Die Schwester kam mit gewaschenen Händen und immer zart lächelndem, mütterlich beschwichtigendem Gesicht zu mir zurück und wollte, daß ich Wasser lassen sollte. Ich konnte keinen Tropfen herausbringen. Tränen rannen mir ab, Harn nicht. Was vermag Menschenwille? Er zwingt die Natur nicht auf die Knie.

Sie zapfte mich an. Sie tat es ohne Scheu, und ich ließ es zu ohne Scham. Ich, der ich mich nicht einmal meiner Frau jemals unbekleidet gezeigt hatte!

Einer, der so leidet, ist kein Mann. Ja, ich sage, er ist kein Mensch mehr in gewöhnlichem Sinn.

Der Leidende gehört dieser Welt nicht mehr ganz an. Man muß ihn mehr lieben, als es der Mensch sonst zu verlangen hat. Mehr als er es verdient. Viel mehr.

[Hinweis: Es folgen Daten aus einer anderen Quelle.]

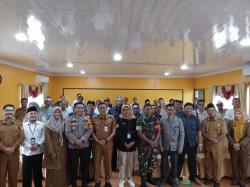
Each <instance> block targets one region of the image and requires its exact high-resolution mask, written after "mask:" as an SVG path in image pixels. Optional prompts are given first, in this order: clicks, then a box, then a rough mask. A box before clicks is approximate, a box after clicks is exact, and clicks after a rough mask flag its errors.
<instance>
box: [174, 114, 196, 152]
mask: <svg viewBox="0 0 250 187" xmlns="http://www.w3.org/2000/svg"><path fill="white" fill-rule="evenodd" d="M179 117H180V118H181V119H182V123H183V126H184V131H185V140H184V147H194V146H197V145H198V141H197V137H198V132H199V131H201V123H200V120H199V118H198V117H196V116H194V115H193V114H192V115H191V116H187V115H185V114H184V113H182V115H180V116H179Z"/></svg>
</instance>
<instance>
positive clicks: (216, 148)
mask: <svg viewBox="0 0 250 187" xmlns="http://www.w3.org/2000/svg"><path fill="white" fill-rule="evenodd" d="M207 112H208V118H206V119H204V120H203V121H202V134H203V137H204V144H205V160H206V172H207V179H206V181H205V182H206V184H209V183H211V182H213V183H214V187H219V186H220V180H221V168H222V162H223V159H224V158H223V146H224V139H225V138H226V134H227V127H226V123H225V121H224V120H223V119H221V118H218V117H217V112H216V109H215V106H214V105H213V104H212V103H209V104H208V105H207Z"/></svg>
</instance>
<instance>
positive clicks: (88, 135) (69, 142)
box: [65, 115, 93, 149]
mask: <svg viewBox="0 0 250 187" xmlns="http://www.w3.org/2000/svg"><path fill="white" fill-rule="evenodd" d="M65 129H66V130H65V134H66V137H67V138H68V140H69V148H73V149H75V148H76V149H77V148H78V147H77V145H75V144H74V143H75V141H76V140H78V139H81V140H83V141H84V148H86V147H88V146H89V137H90V135H91V134H92V132H93V126H92V123H90V118H89V117H88V116H82V117H77V116H76V115H72V116H69V117H68V118H67V120H66V127H65Z"/></svg>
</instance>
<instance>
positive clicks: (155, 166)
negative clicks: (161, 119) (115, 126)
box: [136, 104, 160, 187]
mask: <svg viewBox="0 0 250 187" xmlns="http://www.w3.org/2000/svg"><path fill="white" fill-rule="evenodd" d="M157 121H158V120H157V118H156V117H155V116H154V115H152V114H151V105H150V104H145V105H144V114H143V115H142V116H141V117H140V118H139V119H138V120H137V124H136V130H137V133H138V136H139V138H140V140H139V147H138V153H139V170H140V175H141V186H142V187H145V186H146V179H148V180H150V179H151V175H152V173H153V169H155V167H156V161H157V151H158V150H157V142H158V139H159V137H160V123H159V124H158V123H157Z"/></svg>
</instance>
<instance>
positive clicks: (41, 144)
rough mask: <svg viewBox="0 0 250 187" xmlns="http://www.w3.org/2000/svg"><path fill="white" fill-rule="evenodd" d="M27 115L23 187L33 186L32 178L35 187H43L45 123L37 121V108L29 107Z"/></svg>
mask: <svg viewBox="0 0 250 187" xmlns="http://www.w3.org/2000/svg"><path fill="white" fill-rule="evenodd" d="M27 113H28V119H29V121H28V122H26V123H24V124H23V130H24V138H25V139H24V143H23V145H22V149H21V150H22V151H21V153H22V156H23V187H31V186H32V176H33V178H34V183H35V187H42V160H43V145H44V141H45V137H44V123H42V122H40V121H37V118H38V111H37V108H36V107H34V106H33V107H29V108H28V111H27Z"/></svg>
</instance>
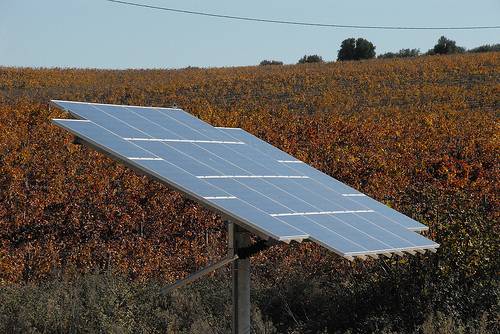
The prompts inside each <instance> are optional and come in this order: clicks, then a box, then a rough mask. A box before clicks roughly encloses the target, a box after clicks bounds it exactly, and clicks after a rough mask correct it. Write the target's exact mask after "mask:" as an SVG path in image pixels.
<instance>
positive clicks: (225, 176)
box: [197, 175, 309, 179]
mask: <svg viewBox="0 0 500 334" xmlns="http://www.w3.org/2000/svg"><path fill="white" fill-rule="evenodd" d="M197 178H199V179H308V178H309V176H305V175H200V176H197Z"/></svg>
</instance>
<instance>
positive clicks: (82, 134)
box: [52, 100, 439, 259]
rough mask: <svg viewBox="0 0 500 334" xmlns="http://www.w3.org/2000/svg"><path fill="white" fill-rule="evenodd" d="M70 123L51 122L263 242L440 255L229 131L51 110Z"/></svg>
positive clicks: (123, 116)
mask: <svg viewBox="0 0 500 334" xmlns="http://www.w3.org/2000/svg"><path fill="white" fill-rule="evenodd" d="M52 103H53V104H54V105H56V106H58V107H60V108H62V109H64V110H67V111H68V112H69V113H70V114H71V115H73V116H74V117H75V118H76V119H55V120H53V122H54V123H55V124H57V125H59V126H60V127H62V128H64V129H66V130H68V131H70V132H71V133H73V134H74V135H75V136H77V137H78V138H80V139H82V140H83V141H84V142H86V143H88V144H89V145H90V146H92V147H94V148H96V149H98V150H100V151H102V152H104V153H106V154H108V155H110V156H111V157H113V158H115V159H117V160H120V161H122V162H124V163H125V164H127V165H129V166H131V167H133V168H134V169H136V170H140V171H141V172H143V173H145V174H147V175H150V176H152V177H155V178H157V179H159V180H160V181H162V182H164V183H166V184H167V185H169V186H170V187H172V188H174V189H176V190H179V191H181V192H183V193H184V194H186V195H187V196H189V197H191V198H193V199H195V200H197V201H198V202H200V203H202V204H204V205H205V206H207V207H209V208H211V209H213V210H215V211H216V212H219V213H220V214H222V215H224V216H225V217H226V218H227V219H229V220H231V221H233V222H235V223H237V224H240V225H242V226H243V227H244V228H246V229H249V230H250V231H252V232H255V233H257V234H258V235H260V236H261V237H264V238H272V239H276V240H280V241H285V242H290V241H292V240H295V241H299V242H300V241H302V240H304V239H309V240H312V241H314V242H317V243H319V244H321V245H322V246H324V247H326V248H328V249H330V250H332V251H334V252H336V253H337V254H339V255H341V256H344V257H346V258H348V259H352V258H353V257H356V256H358V257H361V258H363V257H364V256H366V255H370V256H377V254H386V255H387V254H390V253H398V254H401V252H410V253H412V252H413V251H419V252H423V251H425V250H432V251H435V249H436V248H437V247H439V245H438V244H437V243H435V242H433V241H431V240H429V239H427V238H425V237H423V236H421V235H420V234H418V233H415V232H414V231H422V230H425V229H426V226H425V225H422V224H420V223H419V222H416V221H415V220H413V219H411V218H409V217H407V216H405V215H403V214H401V213H399V212H397V211H395V210H393V209H391V208H389V207H387V206H385V205H383V204H382V203H379V202H377V201H375V200H374V199H372V198H370V197H368V196H366V195H364V194H362V193H360V192H359V191H357V190H355V189H353V188H351V187H349V186H347V185H345V184H343V183H342V182H339V181H337V180H335V179H334V178H332V177H330V176H328V175H326V174H324V173H322V172H320V171H318V170H316V169H314V168H312V167H311V166H309V165H307V164H305V163H303V162H302V161H300V160H298V159H296V158H294V157H292V156H291V155H289V154H287V153H285V152H283V151H281V150H279V149H277V148H276V147H274V146H272V145H270V144H268V143H266V142H265V141H262V140H260V139H259V138H257V137H255V136H253V135H251V134H249V133H248V132H246V131H244V130H242V129H237V128H215V127H213V126H211V125H210V124H207V123H205V122H203V121H201V120H199V119H198V118H196V117H194V116H192V115H190V114H189V113H186V112H184V111H182V110H180V109H172V108H153V107H151V108H149V107H134V106H119V105H106V104H95V103H82V102H69V101H57V100H53V101H52Z"/></svg>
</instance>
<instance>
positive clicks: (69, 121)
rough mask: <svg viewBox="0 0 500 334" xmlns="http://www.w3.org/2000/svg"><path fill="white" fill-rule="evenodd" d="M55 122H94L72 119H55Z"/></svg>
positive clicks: (54, 119)
mask: <svg viewBox="0 0 500 334" xmlns="http://www.w3.org/2000/svg"><path fill="white" fill-rule="evenodd" d="M52 120H54V121H65V122H92V121H90V120H88V119H71V118H53V119H52Z"/></svg>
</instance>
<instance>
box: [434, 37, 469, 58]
mask: <svg viewBox="0 0 500 334" xmlns="http://www.w3.org/2000/svg"><path fill="white" fill-rule="evenodd" d="M429 51H432V52H429V53H430V54H445V55H447V54H452V53H463V52H465V48H463V47H461V46H457V43H456V42H455V41H453V40H451V39H448V38H446V37H445V36H441V37H440V38H439V39H438V41H437V44H436V45H434V48H433V49H431V50H429Z"/></svg>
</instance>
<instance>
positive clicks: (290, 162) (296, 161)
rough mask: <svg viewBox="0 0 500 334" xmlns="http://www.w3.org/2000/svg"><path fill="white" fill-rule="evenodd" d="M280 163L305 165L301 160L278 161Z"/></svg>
mask: <svg viewBox="0 0 500 334" xmlns="http://www.w3.org/2000/svg"><path fill="white" fill-rule="evenodd" d="M278 162H281V163H284V164H303V163H304V162H303V161H300V160H278Z"/></svg>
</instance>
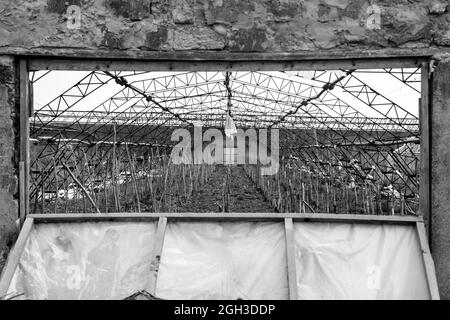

Die Schwester tat nur ihren Dienst. Es störte sie nichts, weder mein schauerlicher Aasgeruch, noch sonst etwas auf der Welt. Sie experimentierte nicht. Sie tat, was notwendig war. Sie brachte eine Erleichterung. Sie zapfte mir wider Vermuten dreihundert Gramm gallebraungrünen Harn ab, und in der Art, wie sie das Glasgefäß an das Licht nach oben hielt, sah ich, daß sie selbst diese relativ kleine Menge in ihrem unerschütterlichen Glauben als gutes Omen betrachtete.

Marchs Zimmer war totenstill. Mir kamen Tränen in die Augen, es fröstelte mich und ich schlief ein.